Humans handle that question trivially. In the study, human participants scored 100% on a series of such problems — text-only descriptions of a scene, followed by one or more rotational steps, followed by a question about the resulting view. The best AI model tested, Qwen3-VL, scored about 60%. Every other model was lower. The researchers built a benchmark called VRUBench specifically for this. No images — just words. The twist is that they also looked inside the models to understand why they fail, using a technique called layer-wise probing (running a simple detector through each layer of the AI to see what information it holds at each stage). Here is what they found. The models do encode the direction of a rotation — they 'know' they turned left. But they lose track of their starting orientation as that information travels through the deeper layers of the network. It is like following a map, correctly noting that you turned left twice, but forgetting which direction you were originally facing — so the final answer is wrong even though each individual step seemed fine. One promising finding: the team identified a small set of attention heads (specific processing units inside the model) responsible for this failure. Fine-tuning only those heads improved spatial performance at half the compute cost of retraining the whole model, without hurting performance elsewhere. The catch: VRUBench is text-only and deliberately simple.

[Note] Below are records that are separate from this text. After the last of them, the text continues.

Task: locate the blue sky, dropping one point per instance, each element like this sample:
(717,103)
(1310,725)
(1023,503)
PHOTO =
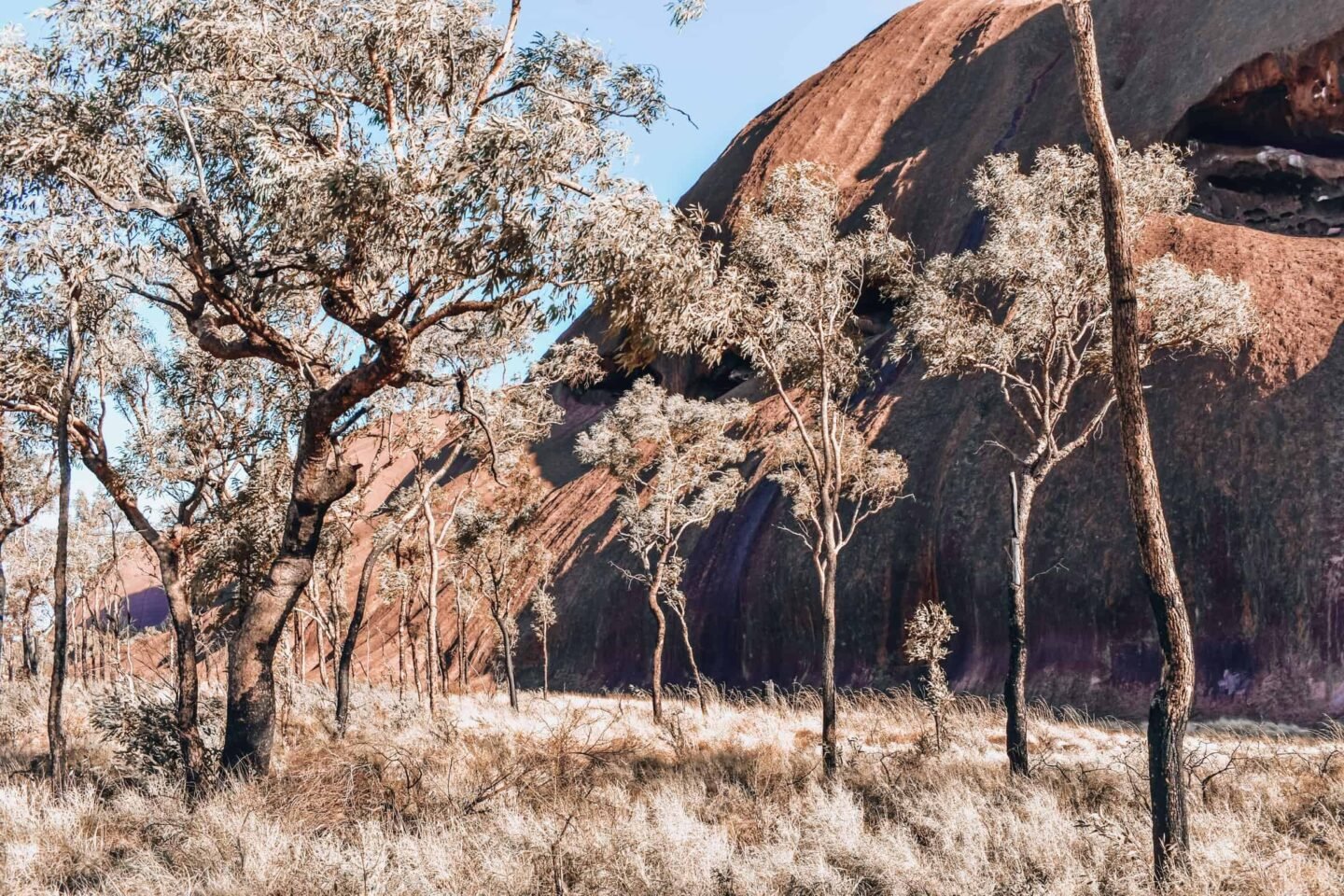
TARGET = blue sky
(722,70)
(744,55)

Real spatial tasks — robotic navigation, reading floor plans, playing strategic games — are far more complex. The gap is real, but we do not yet know whether it reflects a fixable training gap or something deeper about how these models represent space.

Glossary

layer-wise probing — A technique where researchers train a simple classifier at each layer of a neural network to detect what information that layer holds — like taking readings at each floor of a building.

attention heads — Specific processing units inside a transformer model that decide which parts of the input to focus on when producing each output.

chain-of-thought (CoT) — A prompting method that asks an AI to reason step by step before giving a final answer, rather than answering immediately.

Source: How Do LLMs and VLMs Understand Viewpoint Rotation Without Vision? An Interpretability Study

The bigger picture

Put these three papers side by side and a single uncomfortable picture emerges. AI can be made significantly better at a hard task — reading chest scans — when you give it structure: a checklist, specialized tools, step-by-step accountability. That is genuinely useful progress. But the other two papers show what happens without that scaffolding: models that almost never admit uncertainty, and models that cannot reliably track where they are in space even when given only words to work with. These are not small edge-case failures. Knowing when you are wrong and understanding basic spatial perspective are things every competent adult does automatically. The lesson I take from today is not that AI is doomed, but that its current reliability is deeply context-dependent. Build the right structure around it and it performs. Remove that structure and it guesses — confidently, fluently, and often incorrectly. That gap between surface fluency and genuine understanding is the thing worth watching.

What to watch next

The RadAgent team will need to validate against prospective real-world CT data — that is the test that matters for clinical adoption, and it has not happened yet. On the abstention front, watch for benchmarks that move beyond multiple-choice into free-form settings, which is where the failure mode will be most consequential. The open question I would most want answered: can the spatial reasoning gap identified in VRUBench be closed by training on more spatially structured data, or does it require a different architecture altogether?